Only province without a dedicated funding program for conservation
One of the reasons government tried to establish the Nature Trust was to funnel all those pesky environmental proposals to one group. Every government in Canada has one or more funding programs for environmental projects. Often these funding programs are funded from the sale of “wildlife stamps” or permits. Examples abound. In British Columbia, long considered the Canadian leader in conservation, they have several programs, including the Habitat Conservation Trust Foundation and the Public Conservation Assistance Fund. In truth, there are many, many more – but then, it’s B.C. right?
So then, let’s look at some of the less fortunate provinces. Take New Brunswick (and I mean no offense – I’ve been there). They have two government-based conservation funding programs, the Environmental Trust Fund and the Wildlife Trust Fund. In fact, you can find similar programs in every province.
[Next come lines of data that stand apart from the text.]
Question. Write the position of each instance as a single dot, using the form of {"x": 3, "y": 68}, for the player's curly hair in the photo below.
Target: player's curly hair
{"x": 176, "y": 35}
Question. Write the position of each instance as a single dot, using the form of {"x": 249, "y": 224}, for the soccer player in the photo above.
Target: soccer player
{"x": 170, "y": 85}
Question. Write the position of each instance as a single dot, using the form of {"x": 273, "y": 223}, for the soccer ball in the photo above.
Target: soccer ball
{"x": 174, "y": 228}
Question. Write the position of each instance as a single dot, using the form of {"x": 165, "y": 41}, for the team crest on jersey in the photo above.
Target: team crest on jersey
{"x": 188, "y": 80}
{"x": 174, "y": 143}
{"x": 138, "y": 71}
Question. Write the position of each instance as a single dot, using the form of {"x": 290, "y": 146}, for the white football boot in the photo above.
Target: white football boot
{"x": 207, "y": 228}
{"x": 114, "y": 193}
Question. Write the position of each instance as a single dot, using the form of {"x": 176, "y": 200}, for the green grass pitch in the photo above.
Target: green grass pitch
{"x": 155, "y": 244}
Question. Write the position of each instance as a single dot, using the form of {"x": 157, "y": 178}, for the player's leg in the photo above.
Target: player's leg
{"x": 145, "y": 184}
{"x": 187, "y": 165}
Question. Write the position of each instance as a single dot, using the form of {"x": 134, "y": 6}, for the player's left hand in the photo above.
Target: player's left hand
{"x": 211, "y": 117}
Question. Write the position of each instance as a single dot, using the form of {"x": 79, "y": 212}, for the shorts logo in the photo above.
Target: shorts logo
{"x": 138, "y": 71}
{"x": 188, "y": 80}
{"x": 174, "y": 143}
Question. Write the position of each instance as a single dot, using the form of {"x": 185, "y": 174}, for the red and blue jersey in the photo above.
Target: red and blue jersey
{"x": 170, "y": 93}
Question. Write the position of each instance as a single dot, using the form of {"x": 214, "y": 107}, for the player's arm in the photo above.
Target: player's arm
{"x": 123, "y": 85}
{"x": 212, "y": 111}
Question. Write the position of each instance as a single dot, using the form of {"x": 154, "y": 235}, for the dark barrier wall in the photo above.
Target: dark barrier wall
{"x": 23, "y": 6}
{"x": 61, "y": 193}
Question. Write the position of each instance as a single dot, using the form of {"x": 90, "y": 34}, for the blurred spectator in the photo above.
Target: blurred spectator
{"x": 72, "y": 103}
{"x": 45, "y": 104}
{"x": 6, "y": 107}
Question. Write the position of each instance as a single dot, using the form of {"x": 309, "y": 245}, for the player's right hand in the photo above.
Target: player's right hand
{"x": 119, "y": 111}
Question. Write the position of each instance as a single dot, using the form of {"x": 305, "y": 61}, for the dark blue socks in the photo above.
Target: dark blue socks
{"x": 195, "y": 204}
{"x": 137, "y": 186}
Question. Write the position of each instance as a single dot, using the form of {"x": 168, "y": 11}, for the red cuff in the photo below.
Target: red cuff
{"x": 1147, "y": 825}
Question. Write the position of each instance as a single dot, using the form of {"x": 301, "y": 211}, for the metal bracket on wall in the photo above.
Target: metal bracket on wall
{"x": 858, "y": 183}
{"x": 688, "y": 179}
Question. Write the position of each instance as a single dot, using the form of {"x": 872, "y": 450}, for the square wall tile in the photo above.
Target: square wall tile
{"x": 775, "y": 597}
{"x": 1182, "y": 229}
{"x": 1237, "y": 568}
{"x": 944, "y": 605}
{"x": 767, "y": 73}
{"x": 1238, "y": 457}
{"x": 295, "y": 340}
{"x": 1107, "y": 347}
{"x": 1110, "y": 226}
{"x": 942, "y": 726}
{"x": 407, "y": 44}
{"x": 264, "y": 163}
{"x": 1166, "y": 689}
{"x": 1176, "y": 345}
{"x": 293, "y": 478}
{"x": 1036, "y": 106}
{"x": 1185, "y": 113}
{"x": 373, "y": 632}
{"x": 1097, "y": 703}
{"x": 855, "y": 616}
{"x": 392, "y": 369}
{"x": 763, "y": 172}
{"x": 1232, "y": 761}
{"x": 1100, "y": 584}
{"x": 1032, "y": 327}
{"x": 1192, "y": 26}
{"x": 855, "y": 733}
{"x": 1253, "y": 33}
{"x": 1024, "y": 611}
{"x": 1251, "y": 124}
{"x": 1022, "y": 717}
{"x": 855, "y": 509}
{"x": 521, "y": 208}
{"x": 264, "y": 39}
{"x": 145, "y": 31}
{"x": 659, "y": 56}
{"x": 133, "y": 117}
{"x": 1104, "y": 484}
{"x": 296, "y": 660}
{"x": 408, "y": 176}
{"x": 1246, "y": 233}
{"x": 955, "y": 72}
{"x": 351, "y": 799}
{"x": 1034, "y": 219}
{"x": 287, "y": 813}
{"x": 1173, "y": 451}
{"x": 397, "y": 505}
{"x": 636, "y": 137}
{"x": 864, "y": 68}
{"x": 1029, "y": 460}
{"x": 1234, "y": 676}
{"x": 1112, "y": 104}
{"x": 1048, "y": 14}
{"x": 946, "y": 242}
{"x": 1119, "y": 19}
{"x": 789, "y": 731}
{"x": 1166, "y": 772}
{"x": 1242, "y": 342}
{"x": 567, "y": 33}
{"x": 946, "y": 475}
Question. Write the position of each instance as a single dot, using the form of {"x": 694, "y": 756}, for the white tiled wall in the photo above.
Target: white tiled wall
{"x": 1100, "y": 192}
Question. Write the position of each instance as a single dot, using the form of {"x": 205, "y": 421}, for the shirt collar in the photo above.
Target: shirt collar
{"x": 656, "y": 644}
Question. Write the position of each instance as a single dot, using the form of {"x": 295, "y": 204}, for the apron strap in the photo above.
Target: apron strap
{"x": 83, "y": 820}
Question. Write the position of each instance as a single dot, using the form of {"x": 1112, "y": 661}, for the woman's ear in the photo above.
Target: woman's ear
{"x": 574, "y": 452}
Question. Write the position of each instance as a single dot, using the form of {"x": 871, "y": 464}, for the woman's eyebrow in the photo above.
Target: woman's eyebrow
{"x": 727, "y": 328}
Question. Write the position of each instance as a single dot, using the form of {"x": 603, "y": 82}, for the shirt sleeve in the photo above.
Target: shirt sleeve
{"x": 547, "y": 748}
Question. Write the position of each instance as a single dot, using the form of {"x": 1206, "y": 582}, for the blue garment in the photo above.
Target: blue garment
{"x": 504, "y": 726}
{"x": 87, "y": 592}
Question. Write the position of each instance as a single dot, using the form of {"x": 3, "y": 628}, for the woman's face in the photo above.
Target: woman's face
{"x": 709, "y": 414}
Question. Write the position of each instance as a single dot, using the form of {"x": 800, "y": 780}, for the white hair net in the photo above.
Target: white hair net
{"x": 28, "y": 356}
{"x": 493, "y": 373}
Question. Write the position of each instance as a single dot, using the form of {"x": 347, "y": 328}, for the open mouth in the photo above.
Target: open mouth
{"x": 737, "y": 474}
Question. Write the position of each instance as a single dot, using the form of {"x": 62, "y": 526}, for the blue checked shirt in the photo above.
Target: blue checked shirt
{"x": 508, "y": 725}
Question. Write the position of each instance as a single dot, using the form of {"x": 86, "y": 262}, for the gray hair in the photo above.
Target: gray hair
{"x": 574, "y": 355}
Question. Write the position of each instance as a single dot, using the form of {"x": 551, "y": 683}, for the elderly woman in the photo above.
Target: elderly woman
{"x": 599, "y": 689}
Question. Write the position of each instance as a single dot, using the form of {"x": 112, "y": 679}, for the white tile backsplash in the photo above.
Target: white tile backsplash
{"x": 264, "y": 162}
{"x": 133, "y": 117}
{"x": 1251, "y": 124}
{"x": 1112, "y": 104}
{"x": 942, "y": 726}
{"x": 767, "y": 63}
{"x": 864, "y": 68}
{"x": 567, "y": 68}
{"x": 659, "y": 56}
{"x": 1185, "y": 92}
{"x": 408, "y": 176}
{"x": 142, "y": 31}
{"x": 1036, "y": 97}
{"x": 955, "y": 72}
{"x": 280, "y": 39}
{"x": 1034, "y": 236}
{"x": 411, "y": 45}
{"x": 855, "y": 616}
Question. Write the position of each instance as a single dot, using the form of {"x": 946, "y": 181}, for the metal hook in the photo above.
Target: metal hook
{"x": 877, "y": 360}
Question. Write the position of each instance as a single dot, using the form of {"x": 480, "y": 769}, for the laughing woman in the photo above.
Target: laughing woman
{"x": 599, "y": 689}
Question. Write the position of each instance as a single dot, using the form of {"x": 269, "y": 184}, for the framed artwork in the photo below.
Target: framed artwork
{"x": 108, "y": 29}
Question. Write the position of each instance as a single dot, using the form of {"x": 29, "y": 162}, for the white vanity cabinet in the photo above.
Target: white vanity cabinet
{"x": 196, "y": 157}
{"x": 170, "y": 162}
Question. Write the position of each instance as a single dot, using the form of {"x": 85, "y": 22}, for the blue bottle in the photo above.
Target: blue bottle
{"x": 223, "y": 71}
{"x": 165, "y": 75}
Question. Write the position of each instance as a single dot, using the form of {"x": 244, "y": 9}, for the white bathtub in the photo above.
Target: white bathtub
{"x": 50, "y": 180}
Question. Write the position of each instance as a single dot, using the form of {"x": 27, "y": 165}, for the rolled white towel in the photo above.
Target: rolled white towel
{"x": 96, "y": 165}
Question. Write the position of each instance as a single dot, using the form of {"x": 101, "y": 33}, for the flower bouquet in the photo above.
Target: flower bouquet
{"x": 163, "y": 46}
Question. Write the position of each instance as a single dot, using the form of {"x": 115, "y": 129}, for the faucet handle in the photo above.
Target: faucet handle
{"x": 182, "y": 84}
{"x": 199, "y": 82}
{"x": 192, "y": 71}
Except Newfoundland and Labrador.
“But wait,” you say, “we have the Multi-Materials Stewardship Board and they fund environmental projects.” The truth is, they only fund projects that deal with waste reduction. In other words, their mandate is rather narrow and many excellent projects are simply ineligible. The good news is that they make their revenue from deposits on plastic bottles. At one point the fund was over $20 million. But, unless you’re cleaning up garbage in one form or another, you need not apply (as another aside, I think a change in their tactics is needed – I see more garbage every year).
Environmental groups in Newfoundland and Labrador are left with the old recourse of getting money from government. But you have to know the right person. You may think I’m exaggerating, but I’m not. In the absence of any structured program for funding conservation, my experience is that you really have to know a bureaucrat or politician and convince them to support your proposal. I’ve done it. At one point, I was even told by someone in the Department of Environment and Conservation that “we don’t have a funding program and we like it that way.”
In the meantime, keep your chin up
So, what do environmental groups in Newfoundland and Labrador do in the meantime? Here are a few tips from my experience. First, develop programs that engage people outdoors in a meaningful way. Maybe you could apply to a fitness or wellness grant program for a series of outdoor hikes? Secondly, look to new Canadians – they may have difficulty finding activities in their new home and, according to Statistics Canada, generally show their appreciation by giving. My last suggestion is for ENGOs in this province to band together and lobby government and corporations to create a new Newfoundland and Labrador Trust largely based on oil money. It’s a mountain of a challenge, but only together will we succeed in banishing the shadow cast by other groups so many years ago.